Douglas Messerli | Gay Marriage [Introduction]

gay marriage

by Douglas Messerli

 

As homosexual marriage increasing becomes the subject of gay films, it seems inevitable that the topic will gradually shift from being simply a delightful desire or the end-all of any gay relationship, but will be more and more critically evaluated. Are the patterns of centuries embedded through church and state into the contract of most heterosexual relationship the best for gay people? Is monogamy the best paradigm for gay men and women whose lives are been far more historically involved with multiple sex partners and within whose lives sex as seemed to be a central component, in part because their very same-sex activities were at the heart of their ostracization from the so-called normalized world? Is marriage even a necessary ritual for gay couples who, as in my and my husband’s own case, have lived together many years before marriage?

     And, of course, all couples, straight and gay, have fears of suddenly locking themselves into a kind of institutionalized decree that changes their social, financial, political, and often religious interrelationships. What is marriage and is it the best solution for all couples. If it is, as we often argue, simply a sign of commitment to others, why does it often made to feel like such a significant event that it will utterly change the couple’s lives and behavior?

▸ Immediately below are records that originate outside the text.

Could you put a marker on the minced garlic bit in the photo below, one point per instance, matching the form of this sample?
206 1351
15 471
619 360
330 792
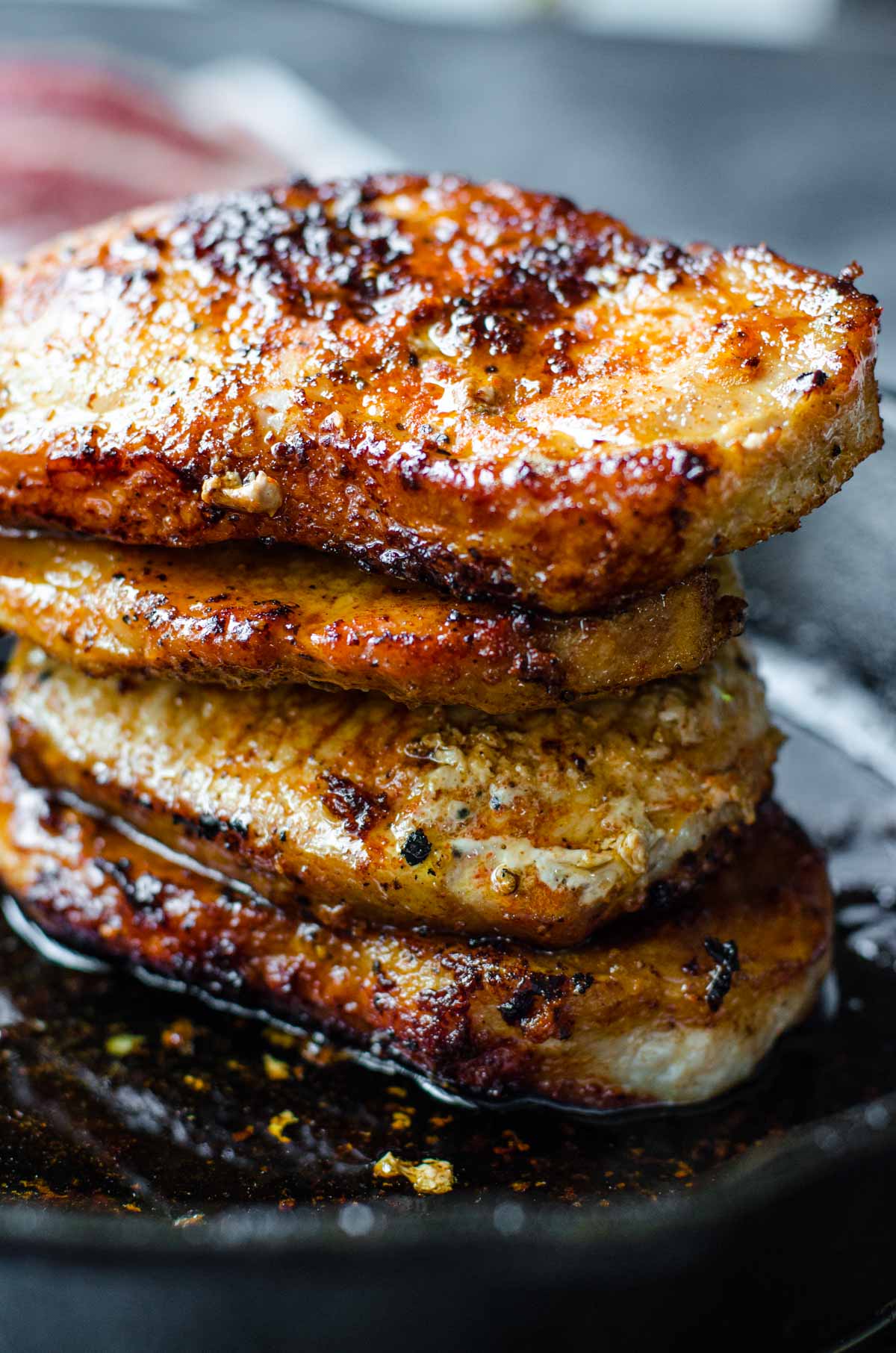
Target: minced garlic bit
122 1045
258 493
279 1122
428 1178
504 880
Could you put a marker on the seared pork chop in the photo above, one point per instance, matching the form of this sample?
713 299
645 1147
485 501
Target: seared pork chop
244 616
676 1007
538 826
476 388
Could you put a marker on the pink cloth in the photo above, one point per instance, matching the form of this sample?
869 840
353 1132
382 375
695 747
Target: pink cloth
79 143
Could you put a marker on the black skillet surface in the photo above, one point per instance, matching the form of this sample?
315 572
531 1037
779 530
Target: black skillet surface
146 1201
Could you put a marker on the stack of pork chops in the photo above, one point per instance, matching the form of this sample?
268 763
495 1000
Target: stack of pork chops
378 653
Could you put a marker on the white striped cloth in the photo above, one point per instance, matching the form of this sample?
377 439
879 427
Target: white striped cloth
84 138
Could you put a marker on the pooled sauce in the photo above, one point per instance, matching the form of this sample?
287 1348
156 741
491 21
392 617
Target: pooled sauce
119 1098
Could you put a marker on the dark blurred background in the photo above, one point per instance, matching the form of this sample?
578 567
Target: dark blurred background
719 119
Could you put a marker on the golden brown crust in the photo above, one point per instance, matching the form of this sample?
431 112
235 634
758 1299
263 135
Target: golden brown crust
539 826
476 388
243 616
632 1019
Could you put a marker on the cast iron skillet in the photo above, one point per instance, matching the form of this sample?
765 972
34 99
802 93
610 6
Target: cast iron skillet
148 1206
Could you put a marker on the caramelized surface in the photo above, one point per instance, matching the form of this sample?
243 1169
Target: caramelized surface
476 388
243 616
538 826
634 1018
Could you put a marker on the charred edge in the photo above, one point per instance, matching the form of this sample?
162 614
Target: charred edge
724 954
356 808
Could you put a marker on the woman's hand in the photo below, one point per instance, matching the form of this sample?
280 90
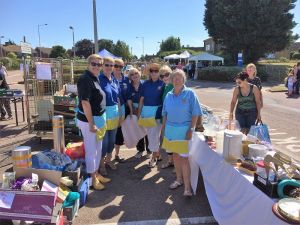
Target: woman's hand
189 135
93 128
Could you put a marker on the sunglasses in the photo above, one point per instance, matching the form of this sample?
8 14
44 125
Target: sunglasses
164 75
153 71
96 64
118 66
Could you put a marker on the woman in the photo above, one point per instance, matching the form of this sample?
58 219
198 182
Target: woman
253 79
165 72
111 88
149 111
123 86
133 98
181 110
90 117
246 99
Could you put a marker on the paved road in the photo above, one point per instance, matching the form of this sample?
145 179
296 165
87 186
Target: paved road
281 114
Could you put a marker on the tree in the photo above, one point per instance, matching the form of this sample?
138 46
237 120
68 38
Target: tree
254 27
170 44
106 44
122 49
58 51
84 48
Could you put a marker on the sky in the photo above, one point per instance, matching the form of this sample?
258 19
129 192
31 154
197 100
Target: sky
124 20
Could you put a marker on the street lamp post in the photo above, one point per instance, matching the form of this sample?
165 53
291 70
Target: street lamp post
72 28
143 44
40 25
95 27
1 46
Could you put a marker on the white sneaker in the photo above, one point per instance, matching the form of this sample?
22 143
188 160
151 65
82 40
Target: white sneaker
138 155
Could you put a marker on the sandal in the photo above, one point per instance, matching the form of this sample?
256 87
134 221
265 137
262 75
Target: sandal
167 165
187 193
175 185
111 165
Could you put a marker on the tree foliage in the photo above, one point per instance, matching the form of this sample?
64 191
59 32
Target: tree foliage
58 51
170 44
84 48
254 27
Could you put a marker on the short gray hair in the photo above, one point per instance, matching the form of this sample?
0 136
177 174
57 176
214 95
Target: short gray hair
178 72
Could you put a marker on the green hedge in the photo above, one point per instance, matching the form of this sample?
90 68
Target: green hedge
219 73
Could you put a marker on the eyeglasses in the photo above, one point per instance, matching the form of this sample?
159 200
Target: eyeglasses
164 75
118 66
153 71
96 64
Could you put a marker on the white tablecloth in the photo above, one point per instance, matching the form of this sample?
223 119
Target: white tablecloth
232 198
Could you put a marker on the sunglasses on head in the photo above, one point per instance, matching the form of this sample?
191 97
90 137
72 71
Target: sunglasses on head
153 71
96 64
118 66
164 75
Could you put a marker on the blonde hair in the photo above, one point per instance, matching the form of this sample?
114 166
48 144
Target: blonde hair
252 65
165 69
178 72
120 61
133 70
108 59
93 57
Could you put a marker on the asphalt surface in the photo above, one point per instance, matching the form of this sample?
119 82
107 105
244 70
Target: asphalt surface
139 195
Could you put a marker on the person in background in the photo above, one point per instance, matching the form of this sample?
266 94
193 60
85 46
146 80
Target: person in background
133 98
254 79
290 82
90 118
181 110
149 111
123 86
4 102
246 99
164 74
110 86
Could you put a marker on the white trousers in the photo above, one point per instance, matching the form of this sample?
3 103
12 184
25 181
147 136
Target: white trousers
93 148
153 136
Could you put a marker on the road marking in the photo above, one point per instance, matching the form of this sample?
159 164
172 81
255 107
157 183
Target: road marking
181 221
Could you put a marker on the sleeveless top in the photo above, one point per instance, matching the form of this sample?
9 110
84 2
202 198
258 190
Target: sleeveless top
246 102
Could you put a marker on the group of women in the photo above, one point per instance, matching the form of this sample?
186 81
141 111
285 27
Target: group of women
163 104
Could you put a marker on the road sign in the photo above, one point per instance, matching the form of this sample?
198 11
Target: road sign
25 48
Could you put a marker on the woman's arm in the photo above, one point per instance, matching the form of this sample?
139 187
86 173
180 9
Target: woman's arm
257 96
233 103
88 114
141 103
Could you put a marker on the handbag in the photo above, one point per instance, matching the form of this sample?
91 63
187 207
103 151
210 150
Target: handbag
261 131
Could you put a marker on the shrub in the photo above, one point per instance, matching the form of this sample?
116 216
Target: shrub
296 56
219 73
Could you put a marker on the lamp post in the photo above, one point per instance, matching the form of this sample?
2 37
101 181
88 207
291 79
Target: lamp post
40 25
143 44
95 27
1 46
72 28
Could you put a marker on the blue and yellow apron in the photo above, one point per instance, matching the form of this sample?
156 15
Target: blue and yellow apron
147 118
112 117
100 122
174 139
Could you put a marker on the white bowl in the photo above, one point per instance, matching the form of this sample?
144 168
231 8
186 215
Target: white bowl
257 150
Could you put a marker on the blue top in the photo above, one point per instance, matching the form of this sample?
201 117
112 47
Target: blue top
152 93
111 89
134 95
181 108
123 86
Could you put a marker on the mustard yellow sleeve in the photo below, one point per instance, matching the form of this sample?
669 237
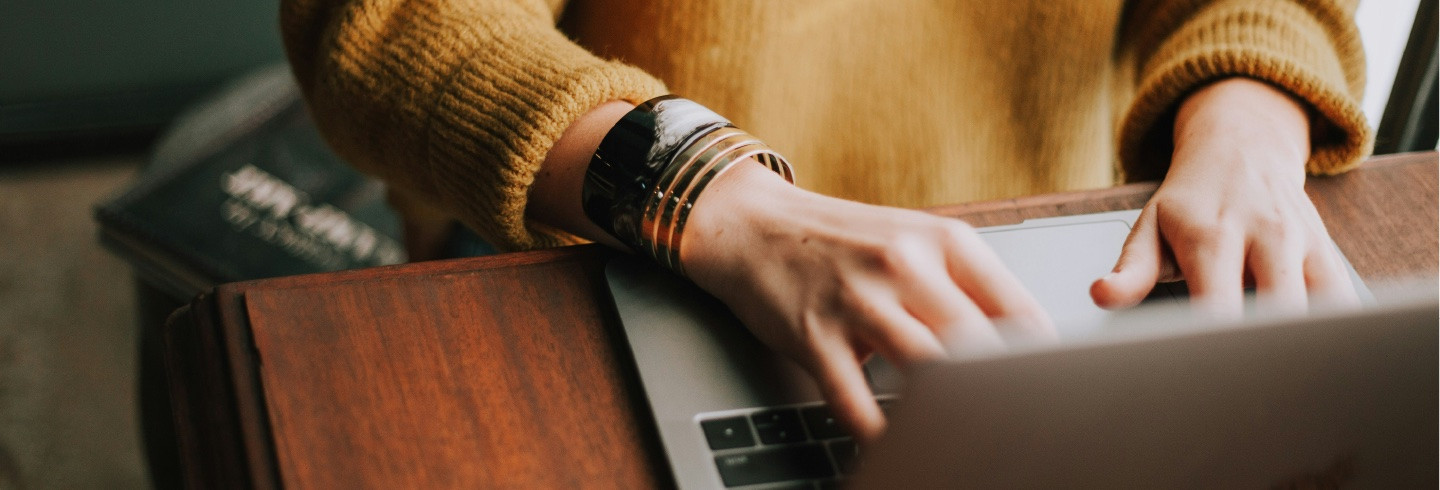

     The two films I discuss in this cinema gathering, Michael Saul’s The Best Man (2013) and Jordan Rennick’s Cold Feet (2016) represent two of the earliest LGBTQ US films to begin to actually question the issue of gay marriage and reveal second thoughts about entering into such a ritual.

        If both of these films feel to be somewhat slight, certainly not up the complexity of these issues as discussed in Brazilian director Felipe Cabrals’ Aceito (I Do) of 2014, for example, perhaps we can forgive them in light of all the hundreds of such comic films we’ve had to sit through in which heterosexual characters get nervous about their wedding days, as when Kay calls the complex and increasingly expensive wedding off in Father of the Bride (1950), or the long scene in the musical Company (1970, brought to film in 2008) in which Amy breaks down before her marriage to Paul singing the nearly impossible tongue twister, “Getting Married Today,” or the acclaimed playwright Neil Simon’s third act of Plaza Suite (1971) when Missy locks herself in the bathroom and refuses to come out, and, finally, the utter disaster of Robert Altman’s The Wedding (1978). None of these primarily straight films truly bothers to thoroughly explore the validity of marriage as an institution, which both Saul’s and Rennick’s films at least point toward.

       Indeed, given that marriage or at least long-term relationships since 2000 have now come to dominate the concerns of gay couples in LGBTQ+ cinema, it seems strange that more queer films haven’t specifically discussed marriage itself. Perhaps I have simply not come across such films yet among my vast list of works I still have to see.

       I should admit that I have written a full pamphlet about the very subject, On Marriage: The Imagination of Being (Los Angeles, Magra Books, 2018).

 

Los Angeles, August 9, 2025

Reprinted from My Queer Cinema blog (August 2025).